So at the end of the weekend I was nearly there but still have a couple more colours to apply– another brown and finally black – unless I change my mind and choose other colours after living with them for a couple of weeks – I can’t get back to the studio again until 9 June to complete the prints – I’ll post the finished  result then but meantime this is as far as I got…….. x 10!



sketchbook reflexions

Last Sunday I took my granddaughter to the beach at Wembury – I left my camera at home and only took a sketchbook  – there  was an east wind blowing but a little sunshine now and then …. I drew in my sketchbook



My granddaughter had heard quite alot about volcanic dust  because her parents were now having a break in St Ives instead of Prague! So she made a volcanic city!


I record something entirely different without a camera!



I'm still working on the first plate but I have started a second one with a simple etching - quite small 7cms x 19.5 cms from the tree series - this is the coolibah tree - the trunk of the tree is dark and gradually the branches become paler and can be quite white at the top of the tree! From the dark earth to the light in the sky - the tree is very symbolic!Next I applied the first aquatint which was not the depth I wanted........... and I really wanted to lose that horizon!
the plate was subsequently treated to both a further hard ground and a soft ground and another aquatint ........... this is near to what I wanted!
all trial and error - meantime I'm learning lots! Please click on the images to enlarge them - I really must get a scanner as it is difficult to get a good reproduction with the camera!


Reflections on white

I’ve been reflecting on the significance of my focus on white yesterday. White has so many meanings – there is of course the religious or spiritual meaning, the pure, clean and simple meaning, and for the artist the meaning of blank or empty as in the empty blank white sheet of paper or canvas that confronts us –


I love a clean new white sketchbook but it can also create a sense of panic too! Where to start, what to do, suppose I make the wrong mark – and so it goes on until a creative block stifles any further work! I have been wanting to get back to some drawing and have been avoiding it – it is much easier for me to take photographs but I look and see differently when I draw……

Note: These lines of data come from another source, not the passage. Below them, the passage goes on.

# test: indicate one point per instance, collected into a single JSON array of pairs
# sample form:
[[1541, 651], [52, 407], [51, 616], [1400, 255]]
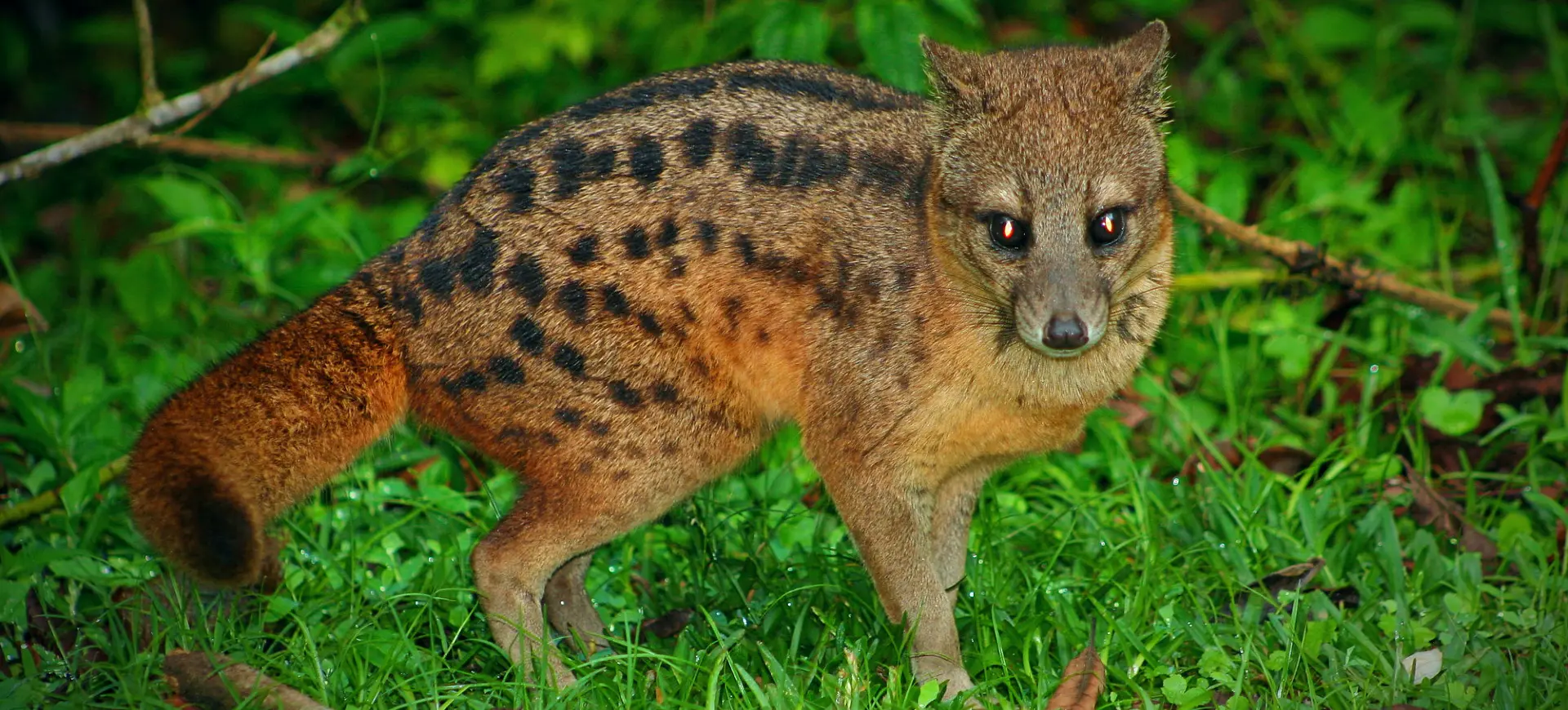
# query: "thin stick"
[[149, 78], [221, 682], [1530, 245], [1305, 257], [18, 132], [141, 124], [51, 499]]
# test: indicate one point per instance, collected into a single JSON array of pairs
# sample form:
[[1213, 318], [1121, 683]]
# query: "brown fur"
[[623, 300]]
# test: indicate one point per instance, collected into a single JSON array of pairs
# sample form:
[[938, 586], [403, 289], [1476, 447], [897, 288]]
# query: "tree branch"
[[1530, 245], [18, 132], [141, 124], [1305, 257], [51, 499], [149, 78]]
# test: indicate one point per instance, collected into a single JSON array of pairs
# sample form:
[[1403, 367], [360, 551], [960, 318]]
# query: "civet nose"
[[1065, 331]]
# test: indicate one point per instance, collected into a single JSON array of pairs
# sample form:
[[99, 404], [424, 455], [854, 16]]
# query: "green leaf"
[[78, 491], [148, 289], [792, 32], [1454, 413], [964, 10], [528, 42], [889, 32], [1332, 27], [13, 602]]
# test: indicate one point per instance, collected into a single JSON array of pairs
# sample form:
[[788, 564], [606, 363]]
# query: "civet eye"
[[1007, 233], [1107, 228]]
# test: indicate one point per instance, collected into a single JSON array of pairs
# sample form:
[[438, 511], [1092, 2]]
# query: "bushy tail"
[[262, 430]]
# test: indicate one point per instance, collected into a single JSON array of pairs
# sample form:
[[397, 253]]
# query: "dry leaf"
[[1293, 577], [16, 314], [1423, 665], [1429, 508], [1080, 682], [666, 624]]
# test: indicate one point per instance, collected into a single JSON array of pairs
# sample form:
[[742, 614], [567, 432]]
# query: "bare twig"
[[1530, 245], [16, 132], [220, 682], [1308, 259], [149, 78], [51, 499], [229, 87], [141, 124]]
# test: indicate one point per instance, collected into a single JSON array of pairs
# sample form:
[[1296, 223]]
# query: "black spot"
[[466, 381], [584, 251], [642, 96], [518, 180], [649, 323], [707, 234], [615, 301], [506, 371], [789, 83], [218, 532], [648, 160], [625, 394], [529, 335], [436, 277], [635, 242], [746, 250], [528, 277], [572, 300], [427, 228], [569, 359], [733, 308], [477, 264], [668, 234], [408, 301], [364, 326], [787, 160], [698, 138], [750, 151]]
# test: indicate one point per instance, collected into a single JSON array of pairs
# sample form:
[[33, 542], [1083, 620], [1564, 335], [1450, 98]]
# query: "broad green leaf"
[[889, 32], [964, 10], [792, 32], [185, 199], [1332, 29], [1454, 413], [528, 42]]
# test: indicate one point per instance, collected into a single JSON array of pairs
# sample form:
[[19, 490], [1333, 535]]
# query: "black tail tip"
[[221, 543]]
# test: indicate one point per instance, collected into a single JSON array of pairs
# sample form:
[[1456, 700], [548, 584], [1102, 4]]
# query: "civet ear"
[[1142, 59], [952, 74]]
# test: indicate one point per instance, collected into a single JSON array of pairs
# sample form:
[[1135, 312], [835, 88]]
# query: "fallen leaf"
[[1423, 665], [1446, 516], [1080, 682], [666, 624], [1293, 577], [18, 315]]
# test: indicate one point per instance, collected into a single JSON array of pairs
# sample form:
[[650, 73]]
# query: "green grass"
[[1392, 134]]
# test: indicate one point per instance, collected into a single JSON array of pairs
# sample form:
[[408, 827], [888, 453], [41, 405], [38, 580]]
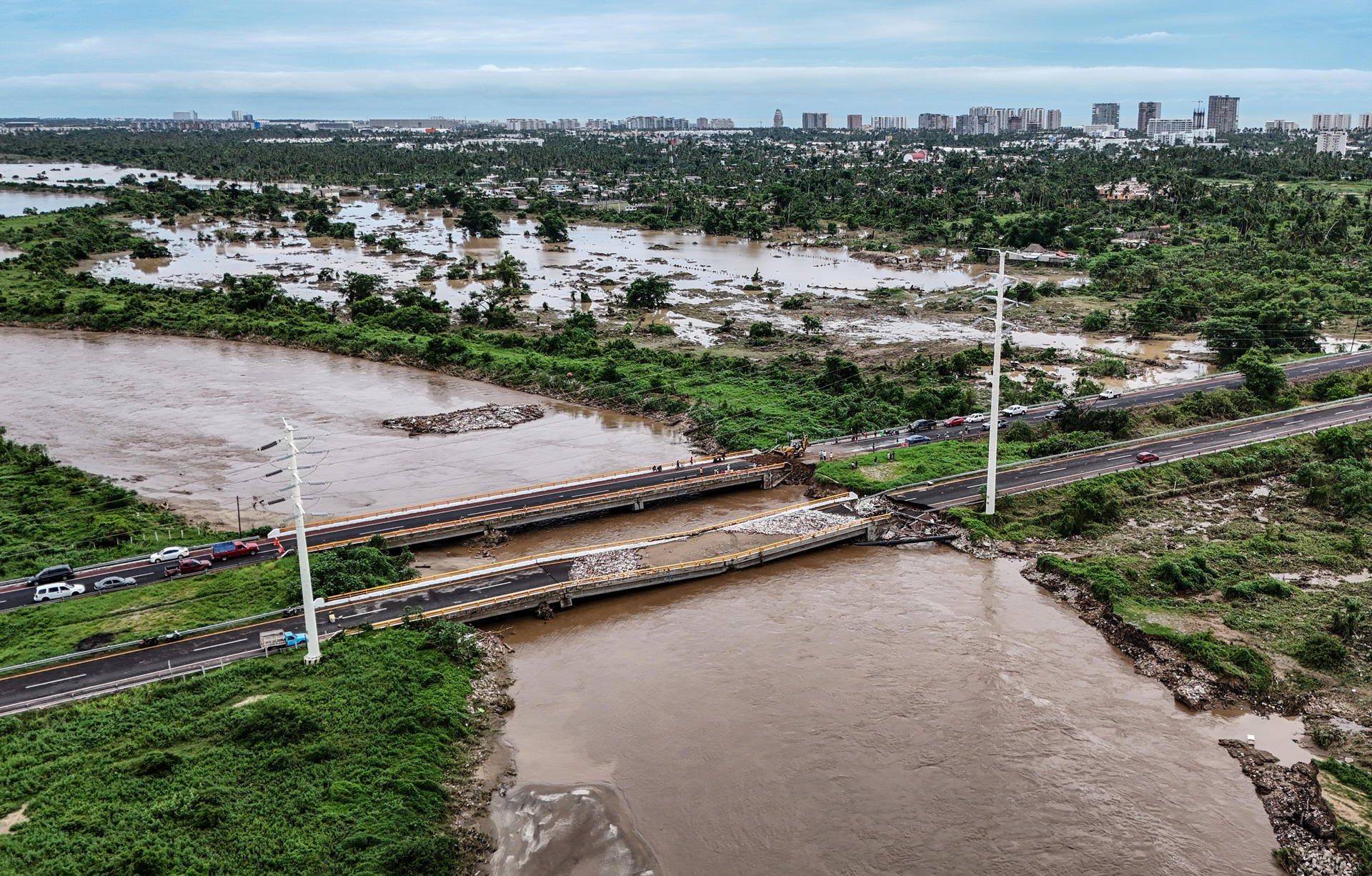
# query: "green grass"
[[54, 628], [51, 513], [915, 464], [341, 770]]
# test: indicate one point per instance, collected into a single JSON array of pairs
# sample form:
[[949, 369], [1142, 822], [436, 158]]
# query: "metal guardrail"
[[335, 522], [623, 494], [1163, 437], [640, 573], [134, 643], [595, 549], [1060, 482], [446, 577], [1216, 377], [723, 562]]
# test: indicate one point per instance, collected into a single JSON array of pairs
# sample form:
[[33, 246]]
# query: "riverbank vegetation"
[[740, 402], [1253, 246], [182, 604], [51, 513], [1251, 561], [265, 767]]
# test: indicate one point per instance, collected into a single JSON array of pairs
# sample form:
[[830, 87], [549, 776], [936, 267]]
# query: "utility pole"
[[995, 387], [302, 550]]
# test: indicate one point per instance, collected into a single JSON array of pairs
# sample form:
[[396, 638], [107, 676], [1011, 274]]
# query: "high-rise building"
[[1331, 121], [1149, 110], [1333, 143], [1168, 126], [1223, 114]]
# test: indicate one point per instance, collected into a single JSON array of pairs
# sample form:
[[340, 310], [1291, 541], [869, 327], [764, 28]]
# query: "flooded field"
[[14, 201], [857, 710], [869, 712], [180, 420], [76, 173]]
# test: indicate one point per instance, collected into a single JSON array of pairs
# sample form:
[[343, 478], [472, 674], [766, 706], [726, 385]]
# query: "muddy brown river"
[[862, 712], [855, 712]]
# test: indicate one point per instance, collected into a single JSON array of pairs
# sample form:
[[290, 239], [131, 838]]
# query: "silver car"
[[114, 582], [169, 554]]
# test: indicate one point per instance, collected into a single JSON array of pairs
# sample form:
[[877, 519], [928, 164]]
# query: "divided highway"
[[444, 516], [1108, 461], [1301, 369], [465, 589]]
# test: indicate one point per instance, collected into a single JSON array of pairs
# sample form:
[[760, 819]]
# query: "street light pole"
[[302, 550], [995, 387]]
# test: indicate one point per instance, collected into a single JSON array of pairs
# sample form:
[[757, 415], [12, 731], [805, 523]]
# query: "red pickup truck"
[[186, 567], [227, 550]]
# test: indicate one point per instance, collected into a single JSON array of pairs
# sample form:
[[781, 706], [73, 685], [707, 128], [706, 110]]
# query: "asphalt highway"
[[1055, 472], [383, 522], [1303, 369], [237, 642]]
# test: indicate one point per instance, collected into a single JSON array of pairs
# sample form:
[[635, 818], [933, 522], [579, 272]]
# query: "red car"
[[186, 567]]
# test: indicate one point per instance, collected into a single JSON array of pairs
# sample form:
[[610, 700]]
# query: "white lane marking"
[[361, 613], [206, 647], [55, 682]]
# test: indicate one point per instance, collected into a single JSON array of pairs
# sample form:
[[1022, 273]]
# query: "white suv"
[[168, 554], [58, 591]]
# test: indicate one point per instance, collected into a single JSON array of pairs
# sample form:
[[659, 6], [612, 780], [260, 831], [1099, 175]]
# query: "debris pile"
[[1297, 810], [792, 522], [607, 562], [467, 420]]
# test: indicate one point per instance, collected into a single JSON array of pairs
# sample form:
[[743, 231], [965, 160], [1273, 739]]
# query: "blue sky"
[[614, 58]]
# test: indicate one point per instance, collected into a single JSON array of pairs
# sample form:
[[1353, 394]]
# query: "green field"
[[264, 768]]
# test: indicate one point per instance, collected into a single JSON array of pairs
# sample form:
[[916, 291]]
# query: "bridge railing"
[[337, 522], [446, 577], [640, 573], [535, 509]]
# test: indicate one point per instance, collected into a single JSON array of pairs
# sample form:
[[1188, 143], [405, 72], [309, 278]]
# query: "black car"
[[52, 573], [114, 582]]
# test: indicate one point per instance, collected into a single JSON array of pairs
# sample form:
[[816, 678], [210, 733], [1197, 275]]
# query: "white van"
[[58, 591]]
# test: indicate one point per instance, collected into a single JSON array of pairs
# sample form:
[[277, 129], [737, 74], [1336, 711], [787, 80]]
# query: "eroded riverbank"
[[872, 710]]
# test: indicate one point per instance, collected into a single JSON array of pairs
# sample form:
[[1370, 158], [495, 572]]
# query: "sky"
[[714, 58]]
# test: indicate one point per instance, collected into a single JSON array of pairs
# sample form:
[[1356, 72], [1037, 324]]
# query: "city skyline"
[[309, 61]]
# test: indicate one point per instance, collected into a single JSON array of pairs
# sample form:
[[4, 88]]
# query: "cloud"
[[1157, 36], [587, 81]]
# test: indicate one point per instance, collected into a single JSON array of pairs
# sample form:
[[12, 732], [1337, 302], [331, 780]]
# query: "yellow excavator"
[[796, 449]]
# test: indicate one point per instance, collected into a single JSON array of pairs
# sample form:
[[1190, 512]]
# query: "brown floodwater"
[[868, 710], [182, 420], [857, 710]]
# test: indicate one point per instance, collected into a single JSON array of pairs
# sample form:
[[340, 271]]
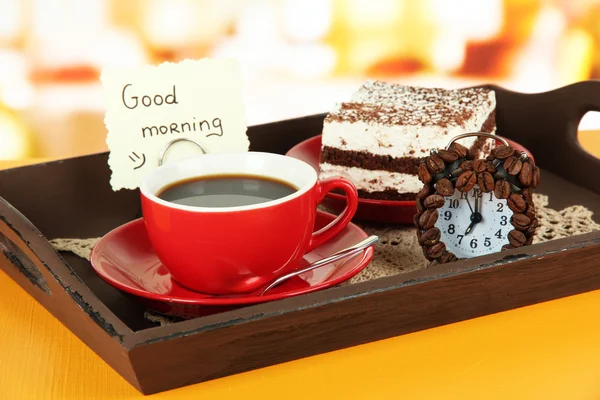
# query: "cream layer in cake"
[[388, 129], [374, 181]]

so today I found a simple white sketchbook that I’d made a few months ago – just 8 folded pages bound with a simple bookbinding technique – these are quick and easy to make – I have resolved to fill it this week with working drawings of trees  from the printmaking class




The drawings are not finished – I will continue working into these first two. On my walk to day I left my camera behind and took a small notebook with me – I did a few tree rubbings and may use these in my drawing tomorrow. I’d love to hear any thoughts on creative blocks, blank white pages and drawing!

I hope you are all having a creative week!